As I explained in a previous post Stewart Brand in his excellent book ‘How Buildings Learn’ makes a distinction between ‘high road’ or special buildings and ‘low road’ or normal, everyday buildings. I also noted that the vast majority of what we see in the Norfolk landscape are in the latter class; they are the cottages, farmhouses and agricultural buildings which punctuate the matrix of fields, hedgerows and copses and even account for most of the pre C20th fabric of most small settlements. These are workaday buildings made for the most part of the ‘stuff’ that grows on or is scraped out of the earth. The last two posts, on Norfolk ‘stuff’, focussed on these architecturally modest buildings (primarily because the main thesis of Ruralise is that this is where architects ‘must try harder’), but it would seem remiss not to briefly describe Norfolk’s ‘high-road’ heritage.

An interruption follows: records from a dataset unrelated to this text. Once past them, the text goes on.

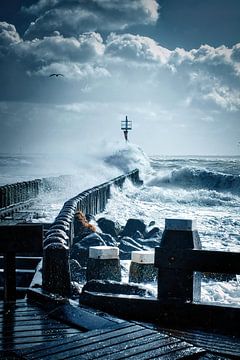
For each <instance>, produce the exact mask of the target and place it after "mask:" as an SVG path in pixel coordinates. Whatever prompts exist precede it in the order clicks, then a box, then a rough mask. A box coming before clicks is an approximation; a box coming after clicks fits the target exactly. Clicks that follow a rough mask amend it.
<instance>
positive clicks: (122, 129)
mask: <svg viewBox="0 0 240 360" xmlns="http://www.w3.org/2000/svg"><path fill="white" fill-rule="evenodd" d="M121 130H123V135H124V139H125V141H126V142H128V131H129V130H132V120H128V118H127V116H126V119H125V120H122V121H121Z"/></svg>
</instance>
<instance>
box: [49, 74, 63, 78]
mask: <svg viewBox="0 0 240 360" xmlns="http://www.w3.org/2000/svg"><path fill="white" fill-rule="evenodd" d="M52 76H56V77H58V76H64V75H63V74H51V75H49V77H52Z"/></svg>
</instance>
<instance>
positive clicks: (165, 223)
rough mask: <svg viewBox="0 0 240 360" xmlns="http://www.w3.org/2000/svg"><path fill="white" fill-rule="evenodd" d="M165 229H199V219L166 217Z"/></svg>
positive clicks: (165, 221)
mask: <svg viewBox="0 0 240 360" xmlns="http://www.w3.org/2000/svg"><path fill="white" fill-rule="evenodd" d="M165 230H177V231H181V230H183V231H194V230H197V221H196V220H189V219H165Z"/></svg>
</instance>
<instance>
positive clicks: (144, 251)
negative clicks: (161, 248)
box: [129, 250, 158, 283]
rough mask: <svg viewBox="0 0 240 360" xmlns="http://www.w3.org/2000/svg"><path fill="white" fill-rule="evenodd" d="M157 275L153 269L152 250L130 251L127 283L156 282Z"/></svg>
mask: <svg viewBox="0 0 240 360" xmlns="http://www.w3.org/2000/svg"><path fill="white" fill-rule="evenodd" d="M157 273H158V271H157V268H156V267H154V250H149V251H132V253H131V264H130V269H129V282H135V283H146V282H152V281H155V280H156V278H157Z"/></svg>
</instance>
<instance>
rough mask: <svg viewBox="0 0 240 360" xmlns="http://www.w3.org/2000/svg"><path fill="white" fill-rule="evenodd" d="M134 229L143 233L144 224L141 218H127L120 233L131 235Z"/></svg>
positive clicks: (143, 229) (122, 234)
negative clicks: (125, 221) (124, 224)
mask: <svg viewBox="0 0 240 360" xmlns="http://www.w3.org/2000/svg"><path fill="white" fill-rule="evenodd" d="M136 231H140V233H141V234H143V236H144V235H145V231H146V225H145V224H144V222H143V220H139V219H128V221H127V223H126V225H125V227H124V229H123V231H122V232H121V233H120V235H121V236H122V237H123V236H130V237H132V236H133V235H134V234H135V233H136Z"/></svg>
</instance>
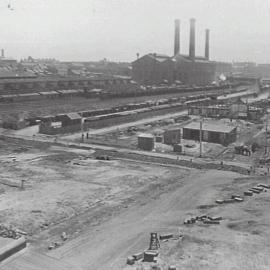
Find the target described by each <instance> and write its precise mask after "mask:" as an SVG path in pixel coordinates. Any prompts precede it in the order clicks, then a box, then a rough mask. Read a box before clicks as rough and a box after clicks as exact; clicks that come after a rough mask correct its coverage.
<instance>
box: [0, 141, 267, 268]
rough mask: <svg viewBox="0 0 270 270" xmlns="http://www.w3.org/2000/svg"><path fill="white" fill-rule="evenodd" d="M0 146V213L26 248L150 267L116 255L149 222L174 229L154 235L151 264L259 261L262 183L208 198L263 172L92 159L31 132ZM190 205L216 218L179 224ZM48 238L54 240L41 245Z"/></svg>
mask: <svg viewBox="0 0 270 270" xmlns="http://www.w3.org/2000/svg"><path fill="white" fill-rule="evenodd" d="M0 147H1V154H0V164H1V166H0V173H1V179H0V190H1V191H0V220H1V223H3V224H4V225H12V226H14V227H16V228H19V229H21V230H23V231H26V232H27V233H28V236H27V237H28V240H29V242H30V243H31V245H30V249H31V250H34V251H35V252H42V253H47V254H48V255H49V256H51V257H53V258H55V259H57V260H59V261H61V262H63V263H66V264H69V265H72V266H74V267H75V269H82V270H84V269H85V270H88V269H89V270H92V269H93V270H94V269H98V270H105V269H112V270H114V269H115V270H120V269H123V270H143V269H145V270H147V269H155V268H153V267H152V266H151V264H150V263H144V262H136V263H135V265H133V266H127V265H126V258H127V257H128V256H130V255H132V254H134V253H138V252H141V251H144V250H146V249H147V248H148V247H149V238H150V237H149V236H150V233H151V232H158V233H174V234H179V233H181V235H183V237H182V238H180V239H174V240H169V241H167V242H161V248H160V255H159V258H158V265H159V266H160V267H161V269H163V270H165V269H167V268H168V266H169V265H176V266H177V269H191V270H193V269H205V270H208V269H210V270H211V269H213V270H214V269H221V270H225V269H226V270H228V269H230V270H242V269H244V270H249V269H250V270H253V269H269V265H270V260H269V256H268V254H269V252H270V244H269V239H270V229H269V223H270V215H269V213H268V212H269V211H268V209H269V207H270V190H268V192H262V193H260V194H254V195H253V196H251V197H245V198H244V202H241V203H236V202H235V203H230V204H223V205H219V204H216V203H215V200H216V199H226V198H230V197H231V196H232V195H235V194H237V195H241V196H243V192H244V191H246V190H248V188H250V187H252V186H254V185H256V184H258V183H265V184H270V181H269V179H268V177H265V176H254V175H253V176H249V177H247V176H243V175H240V174H237V173H233V172H229V171H219V170H196V169H191V168H189V169H187V168H183V167H180V166H172V165H170V166H169V165H167V166H165V165H164V166H160V165H156V164H151V163H150V162H149V163H147V164H146V163H142V162H140V161H123V160H117V159H112V160H110V161H101V160H96V159H95V158H94V154H95V153H94V152H93V151H86V150H78V149H67V148H63V147H56V146H49V145H48V144H41V143H37V142H36V143H35V144H33V143H30V142H29V143H27V144H26V143H25V144H24V143H22V142H21V141H20V142H18V141H15V140H14V141H12V140H11V141H2V140H1V141H0ZM22 179H23V180H26V182H25V185H24V189H21V188H20V185H21V180H22ZM198 215H209V216H221V217H222V221H221V223H220V224H219V225H205V224H202V223H196V224H193V225H184V224H183V222H184V220H186V219H187V218H190V217H195V216H198ZM63 232H65V233H66V234H67V237H68V239H67V240H66V241H63V240H62V239H61V234H62V233H63ZM51 243H57V245H58V247H57V248H53V249H52V250H48V246H49V245H50V244H51ZM29 259H30V258H29Z"/></svg>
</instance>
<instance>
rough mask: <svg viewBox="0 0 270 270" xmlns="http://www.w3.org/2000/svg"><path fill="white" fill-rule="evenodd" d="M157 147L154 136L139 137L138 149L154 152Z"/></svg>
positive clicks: (138, 139)
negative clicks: (153, 150)
mask: <svg viewBox="0 0 270 270" xmlns="http://www.w3.org/2000/svg"><path fill="white" fill-rule="evenodd" d="M154 146H155V137H154V136H153V135H152V134H140V135H139V136H138V148H140V149H142V150H146V151H152V150H153V149H154Z"/></svg>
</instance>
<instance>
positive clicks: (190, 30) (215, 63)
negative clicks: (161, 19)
mask: <svg viewBox="0 0 270 270" xmlns="http://www.w3.org/2000/svg"><path fill="white" fill-rule="evenodd" d="M174 39H175V40H174V55H173V56H172V57H171V56H168V55H161V54H156V53H150V54H147V55H144V56H142V57H141V58H139V59H137V60H136V61H134V62H133V63H132V77H133V80H135V81H136V82H138V83H141V84H144V85H153V84H161V83H169V84H173V83H174V82H176V81H180V82H182V83H184V84H196V85H206V84H209V83H212V82H213V81H215V80H216V79H217V78H218V77H219V76H220V75H221V74H224V75H225V76H226V75H228V74H230V73H231V68H232V67H231V64H229V63H223V62H216V61H210V60H209V56H210V53H209V47H210V44H209V39H210V31H209V29H206V31H205V55H204V57H199V56H196V52H195V48H196V46H195V19H191V20H190V42H189V55H183V54H180V21H179V20H175V35H174Z"/></svg>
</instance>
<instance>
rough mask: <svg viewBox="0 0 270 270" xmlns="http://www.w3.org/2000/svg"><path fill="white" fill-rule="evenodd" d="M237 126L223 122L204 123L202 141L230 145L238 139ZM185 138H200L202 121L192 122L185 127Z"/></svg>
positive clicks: (189, 139) (202, 127) (194, 139)
mask: <svg viewBox="0 0 270 270" xmlns="http://www.w3.org/2000/svg"><path fill="white" fill-rule="evenodd" d="M236 136H237V133H236V127H233V126H227V125H222V124H210V123H203V124H202V141H204V142H210V143H218V144H222V145H225V146H226V145H228V144H230V143H232V142H235V141H236ZM183 139H186V140H196V141H199V140H200V123H199V122H192V123H190V124H188V125H186V126H185V127H184V128H183Z"/></svg>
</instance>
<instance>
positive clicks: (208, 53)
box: [205, 29, 210, 60]
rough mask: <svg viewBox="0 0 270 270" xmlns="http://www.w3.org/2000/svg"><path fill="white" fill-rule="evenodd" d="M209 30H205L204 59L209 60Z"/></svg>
mask: <svg viewBox="0 0 270 270" xmlns="http://www.w3.org/2000/svg"><path fill="white" fill-rule="evenodd" d="M209 32H210V31H209V29H206V30H205V59H207V60H209Z"/></svg>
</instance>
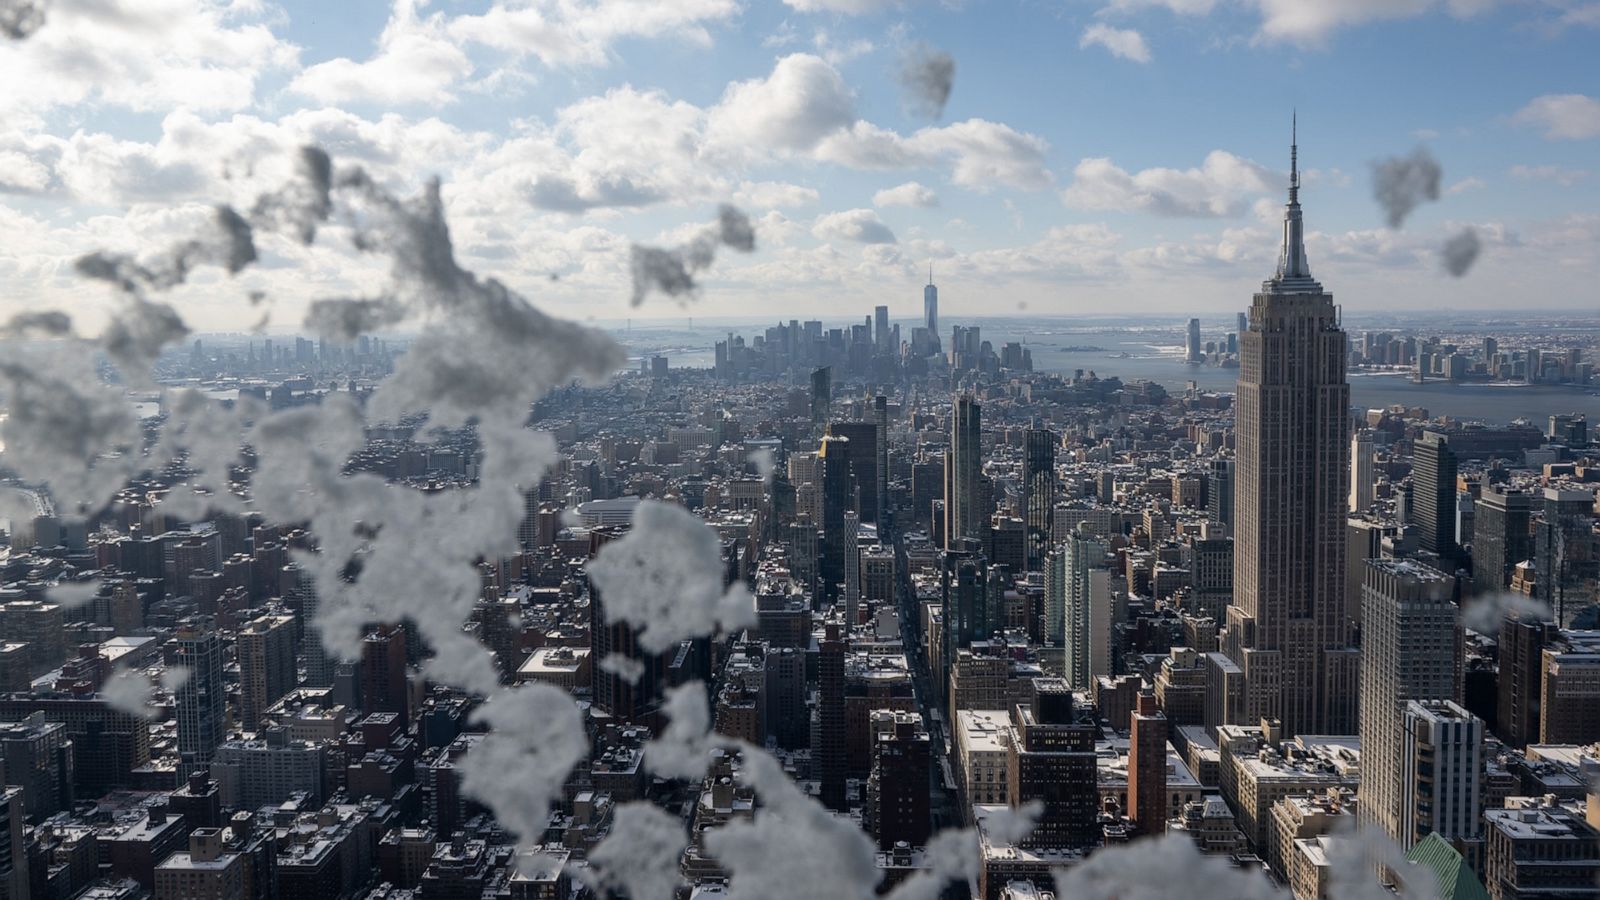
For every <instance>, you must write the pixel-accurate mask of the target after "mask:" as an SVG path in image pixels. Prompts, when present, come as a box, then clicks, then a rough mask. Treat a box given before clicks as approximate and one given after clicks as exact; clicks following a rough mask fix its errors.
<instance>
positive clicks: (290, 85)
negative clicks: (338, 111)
mask: <svg viewBox="0 0 1600 900" xmlns="http://www.w3.org/2000/svg"><path fill="white" fill-rule="evenodd" d="M416 6H418V3H416V0H395V6H394V13H392V14H390V16H389V24H387V26H384V30H382V34H381V35H379V37H378V53H376V54H374V56H373V58H371V59H368V61H365V62H355V61H350V59H346V58H339V59H330V61H326V62H318V64H315V66H312V67H309V69H306V70H304V72H301V74H299V77H296V78H294V82H291V83H290V90H291V91H296V93H301V94H306V96H309V98H312V99H317V101H322V102H333V104H339V102H371V104H382V106H406V104H418V106H443V104H448V102H451V101H454V99H456V98H454V91H453V88H454V85H456V83H458V82H461V80H462V78H466V77H467V75H470V74H472V61H470V59H467V54H466V53H464V51H462V50H461V48H459V46H458V45H456V43H454V42H453V40H450V37H448V35H446V34H445V16H443V14H440V13H435V14H432V16H429V18H427V19H421V18H419V16H418V10H416Z"/></svg>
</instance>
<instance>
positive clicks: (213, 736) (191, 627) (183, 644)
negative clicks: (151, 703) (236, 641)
mask: <svg viewBox="0 0 1600 900" xmlns="http://www.w3.org/2000/svg"><path fill="white" fill-rule="evenodd" d="M174 645H176V653H174V665H178V666H184V668H186V669H189V677H187V679H186V681H184V682H182V684H181V685H179V687H178V690H176V695H178V703H176V706H178V754H179V756H181V757H182V761H184V765H189V767H190V769H192V767H195V765H205V764H206V762H210V761H211V753H213V751H214V749H216V745H219V743H222V732H224V729H226V725H227V714H226V703H224V700H226V689H224V685H222V639H221V637H219V636H218V631H216V628H211V625H210V623H200V621H186V623H184V625H182V626H181V628H179V629H178V637H176V639H174Z"/></svg>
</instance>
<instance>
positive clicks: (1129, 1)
mask: <svg viewBox="0 0 1600 900" xmlns="http://www.w3.org/2000/svg"><path fill="white" fill-rule="evenodd" d="M1496 3H1498V0H1238V3H1221V0H1110V2H1109V5H1107V6H1106V8H1104V10H1102V13H1131V11H1138V10H1144V8H1165V10H1170V11H1173V13H1176V14H1181V16H1208V14H1211V13H1213V11H1216V10H1219V8H1224V6H1232V5H1238V6H1246V8H1251V10H1253V11H1254V13H1256V14H1258V16H1259V18H1261V22H1259V27H1258V32H1256V38H1258V40H1261V42H1267V43H1272V42H1288V43H1298V45H1320V43H1325V42H1326V40H1328V37H1330V35H1333V32H1336V30H1339V29H1346V27H1355V26H1363V24H1368V22H1376V21H1386V19H1410V18H1416V16H1422V14H1427V13H1434V11H1438V10H1443V11H1446V13H1450V14H1451V16H1456V18H1470V16H1477V14H1480V13H1485V11H1488V10H1490V8H1493V6H1494V5H1496Z"/></svg>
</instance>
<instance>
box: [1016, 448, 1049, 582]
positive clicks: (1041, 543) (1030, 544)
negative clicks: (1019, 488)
mask: <svg viewBox="0 0 1600 900" xmlns="http://www.w3.org/2000/svg"><path fill="white" fill-rule="evenodd" d="M1054 509H1056V434H1054V432H1053V431H1045V429H1042V428H1030V429H1027V431H1026V432H1024V434H1022V522H1024V524H1026V525H1027V569H1029V572H1038V570H1040V567H1042V565H1043V562H1045V551H1046V549H1050V525H1051V516H1053V514H1054Z"/></svg>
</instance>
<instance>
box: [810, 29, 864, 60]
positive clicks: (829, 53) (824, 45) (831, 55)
mask: <svg viewBox="0 0 1600 900" xmlns="http://www.w3.org/2000/svg"><path fill="white" fill-rule="evenodd" d="M811 46H814V48H816V51H818V53H819V54H822V59H827V64H829V66H843V64H845V62H850V61H851V59H859V58H862V56H866V54H869V53H872V50H874V48H872V42H870V40H866V38H854V40H834V35H830V34H829V32H827V30H818V32H816V35H813V37H811Z"/></svg>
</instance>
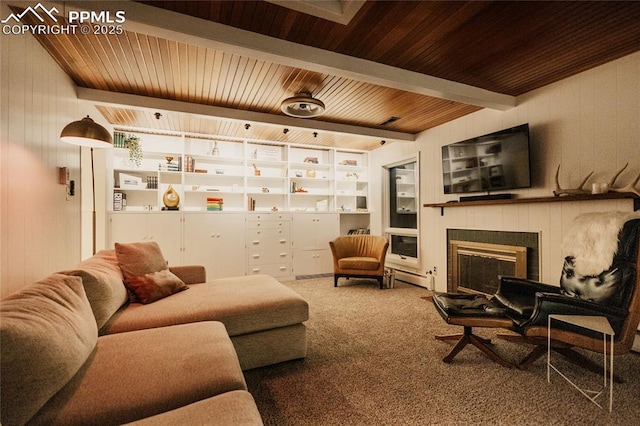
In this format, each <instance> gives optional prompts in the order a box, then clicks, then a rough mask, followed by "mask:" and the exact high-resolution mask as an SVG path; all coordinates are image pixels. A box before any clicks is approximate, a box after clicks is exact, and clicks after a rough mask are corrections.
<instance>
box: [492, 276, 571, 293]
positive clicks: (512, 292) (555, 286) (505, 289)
mask: <svg viewBox="0 0 640 426" xmlns="http://www.w3.org/2000/svg"><path fill="white" fill-rule="evenodd" d="M497 293H500V294H504V295H511V294H519V295H528V296H530V297H532V298H534V297H535V295H536V293H556V294H560V287H557V286H553V285H550V284H545V283H541V282H539V281H533V280H528V279H526V278H518V277H508V276H500V282H499V283H498V292H497ZM497 293H496V294H497Z"/></svg>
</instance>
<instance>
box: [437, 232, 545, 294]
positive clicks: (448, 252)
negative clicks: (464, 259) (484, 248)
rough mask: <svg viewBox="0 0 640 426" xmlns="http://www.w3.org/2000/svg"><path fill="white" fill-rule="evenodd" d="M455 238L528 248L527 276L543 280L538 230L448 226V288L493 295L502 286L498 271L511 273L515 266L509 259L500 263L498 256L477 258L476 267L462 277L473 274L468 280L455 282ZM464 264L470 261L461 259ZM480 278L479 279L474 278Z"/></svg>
mask: <svg viewBox="0 0 640 426" xmlns="http://www.w3.org/2000/svg"><path fill="white" fill-rule="evenodd" d="M451 241H469V242H474V243H487V244H499V245H506V246H516V247H526V251H527V255H526V259H527V265H526V278H529V279H532V280H538V279H539V271H540V268H539V243H538V233H536V232H509V231H487V230H477V229H447V291H450V292H451V291H468V290H469V289H471V290H472V291H478V292H482V293H488V294H493V293H495V291H496V290H497V286H498V274H503V275H510V269H512V268H513V266H512V265H509V264H508V262H499V261H496V260H495V259H489V258H481V257H474V258H473V260H472V262H471V263H472V266H471V267H473V268H474V270H468V271H466V272H464V271H463V272H462V276H463V277H464V276H467V277H471V278H470V279H469V280H468V281H469V282H467V283H465V282H461V283H460V288H458V283H455V282H453V277H454V275H456V276H457V275H458V274H454V273H453V272H454V271H453V264H454V262H453V259H452V253H451ZM457 263H458V264H463V267H465V266H466V267H469V265H470V262H457ZM473 277H476V279H473Z"/></svg>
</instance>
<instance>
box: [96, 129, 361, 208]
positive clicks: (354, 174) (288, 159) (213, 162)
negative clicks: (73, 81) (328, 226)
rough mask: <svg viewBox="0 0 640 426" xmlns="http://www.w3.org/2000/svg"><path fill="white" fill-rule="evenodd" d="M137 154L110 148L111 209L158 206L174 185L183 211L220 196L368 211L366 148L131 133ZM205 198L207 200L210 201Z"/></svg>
mask: <svg viewBox="0 0 640 426" xmlns="http://www.w3.org/2000/svg"><path fill="white" fill-rule="evenodd" d="M136 136H138V137H139V139H140V146H141V151H142V159H141V161H140V162H139V164H136V162H135V161H132V160H131V158H130V151H129V149H127V148H126V147H122V143H121V142H120V141H122V140H123V133H122V132H116V137H115V138H114V139H115V140H116V141H118V143H117V144H116V146H115V147H114V149H113V150H111V152H112V155H111V156H110V163H111V169H112V170H113V173H110V174H109V188H110V191H108V192H109V195H110V196H111V197H115V198H114V201H112V200H109V204H108V205H109V206H111V210H120V204H119V203H118V202H116V201H115V199H116V198H118V197H122V199H123V203H124V207H123V208H122V209H121V210H123V211H159V210H161V209H163V207H164V205H163V202H162V196H163V194H164V193H165V191H166V190H167V188H169V186H171V187H172V188H173V189H174V190H175V191H176V192H177V193H178V195H179V197H180V210H181V211H207V205H208V203H207V199H208V198H216V199H222V206H223V207H222V209H223V211H261V212H268V211H273V210H276V211H313V212H315V211H326V212H336V211H337V212H356V211H363V210H366V209H367V200H368V198H369V163H368V157H369V155H368V152H367V151H358V150H344V149H337V148H319V147H314V148H310V147H308V146H298V145H295V144H282V143H268V142H248V141H216V140H213V139H211V137H210V136H209V137H208V138H199V137H194V136H186V135H180V136H166V135H153V134H142V133H139V134H136ZM209 204H210V203H209Z"/></svg>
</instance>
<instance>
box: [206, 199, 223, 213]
mask: <svg viewBox="0 0 640 426" xmlns="http://www.w3.org/2000/svg"><path fill="white" fill-rule="evenodd" d="M223 205H224V199H223V198H217V197H207V211H208V212H215V211H222V207H223Z"/></svg>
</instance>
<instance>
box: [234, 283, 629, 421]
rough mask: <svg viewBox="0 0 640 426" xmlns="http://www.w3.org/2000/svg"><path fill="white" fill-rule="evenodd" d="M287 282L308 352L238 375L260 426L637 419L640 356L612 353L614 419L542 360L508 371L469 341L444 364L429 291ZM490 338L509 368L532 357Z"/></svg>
mask: <svg viewBox="0 0 640 426" xmlns="http://www.w3.org/2000/svg"><path fill="white" fill-rule="evenodd" d="M285 284H286V285H288V286H290V287H291V288H292V289H294V290H295V291H297V292H298V293H299V294H301V295H302V296H303V297H304V298H305V299H306V300H307V301H308V302H309V308H310V319H309V321H307V329H308V356H307V358H306V359H304V360H297V361H291V362H286V363H282V364H279V365H276V366H270V367H265V368H260V369H255V370H250V371H247V372H245V377H246V380H247V385H248V387H249V391H250V392H251V393H252V394H253V396H254V398H255V400H256V403H257V404H258V408H259V410H260V413H261V414H262V418H263V421H264V423H265V425H278V426H288V425H291V426H293V425H296V426H297V425H314V426H319V425H431V424H440V425H471V424H473V425H478V424H491V425H548V424H552V425H605V424H611V425H631V424H637V423H638V419H639V418H640V356H638V355H635V354H626V355H621V356H617V357H616V358H615V366H614V370H615V371H616V373H618V374H620V375H621V376H623V377H624V378H625V383H622V384H615V385H614V406H613V413H609V412H608V411H607V410H605V409H600V408H598V407H597V406H595V405H594V404H592V403H591V402H589V401H588V400H587V399H586V398H585V397H583V396H582V395H580V394H579V393H578V391H576V390H575V389H574V388H573V387H571V385H570V384H568V383H567V382H565V381H564V380H563V379H562V378H561V377H560V376H558V375H557V374H555V375H552V376H551V384H549V383H547V370H546V362H545V361H546V359H545V358H543V359H540V360H538V361H537V362H536V363H535V364H534V365H533V366H532V367H530V369H529V370H527V371H522V370H518V369H507V368H504V367H501V366H499V365H497V364H495V363H493V362H492V361H490V360H489V359H487V358H486V357H485V356H484V355H483V354H482V353H481V352H480V351H478V350H477V349H476V348H474V347H472V346H468V347H467V348H465V349H464V350H463V351H462V352H461V353H460V354H458V356H457V357H456V358H455V360H454V361H453V362H452V363H451V364H445V363H443V362H442V361H441V359H442V357H443V356H444V355H446V353H448V351H449V350H450V348H451V346H452V344H453V343H452V342H440V341H436V340H435V339H434V337H433V336H434V335H436V334H444V333H453V332H458V331H459V328H460V327H454V326H449V325H447V324H446V323H445V322H444V321H443V320H442V319H441V318H440V316H439V315H438V314H437V313H436V312H435V310H434V308H433V306H432V305H431V302H428V301H426V300H424V299H422V297H425V296H428V295H430V292H429V291H428V290H426V289H423V288H420V287H415V286H412V285H409V284H405V283H402V282H396V286H395V288H393V289H385V290H380V289H379V288H378V287H377V283H375V282H374V281H366V280H354V279H351V280H349V281H345V280H341V281H340V287H338V288H334V287H333V283H332V278H318V279H306V280H298V281H290V282H286V283H285ZM476 331H477V333H478V334H480V335H482V336H483V337H492V335H493V334H494V331H493V330H490V329H478V330H476ZM494 342H495V348H496V350H497V351H498V352H499V353H501V354H502V355H504V356H505V358H508V359H510V360H512V361H514V362H515V361H516V360H518V359H521V358H522V357H523V356H524V355H526V353H527V352H528V351H527V348H526V347H521V346H518V345H516V344H513V343H510V342H507V341H504V340H494ZM557 357H558V359H557V360H556V359H555V358H554V362H555V363H556V364H558V365H559V366H560V367H561V368H564V369H566V371H567V372H568V373H569V374H573V375H574V376H575V377H577V379H578V380H580V381H581V382H584V383H585V384H593V388H597V387H598V386H601V384H602V378H601V376H597V375H595V374H591V373H586V372H585V371H584V370H581V369H580V368H579V367H576V366H574V365H573V364H567V363H566V362H564V361H563V360H562V359H561V357H560V356H557ZM596 359H597V360H600V359H601V358H596ZM556 361H557V362H556ZM601 398H602V397H601Z"/></svg>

The most obvious class of high-road buildings in Norfolk are its churches. Before the mechanisation of farming the rural county was much more populous than it is now, and often an isolated church is all that remains of a settlement that has long since vanished – as we saw at Frettenham. A distinctive feature of churches across the county is the round tower, a pragmatic response to the shortage of good stone to form quoins at the corners of a more traditional square tower. (More here, if you’re interested)
The big houses of the landed-classes and nobility – manor houses and stately homes – are liberally sprinkled through the landscape, but ast they are often set back from the road they are not as visible as the county’s churches. ‘Big houses’ include ancient timber buildings re-clad in expensive brick – often with Dutch-inspire motifs – Georgian and Victorian neo-classical ‘second homes’ for the aristocracy, wealthy industrialists and other nouveaux riches, and more modest Victorian and Edwardian rectories. The Victorians made a bigger impact on the rural landscape with village schools, in characteristic mildy gothic style, plus the occasional workhouse, railway station and gatehouse.
The more generous budget for these ‘special’ buildings allowed their makers to look farther afield for construction materials. The Normans set the precedent, importing the gleaming honey-coloured limestone for their grandest churches and castles from Caen in Normandy, and other church builders and country-house architects imported stone from Leicestershire and further afield. On other buildings, local materials like brick and especially flint are made special by more-careful preparation (gauging or rubbing for brick, square or face-dressing for flint) and decorative combinations – moulded brick architraves, patterned brickwork, flint-chip ‘galletting’, carved stone with flint inlay and all manner of decorative painted timber barge-boards, finials and lead-work.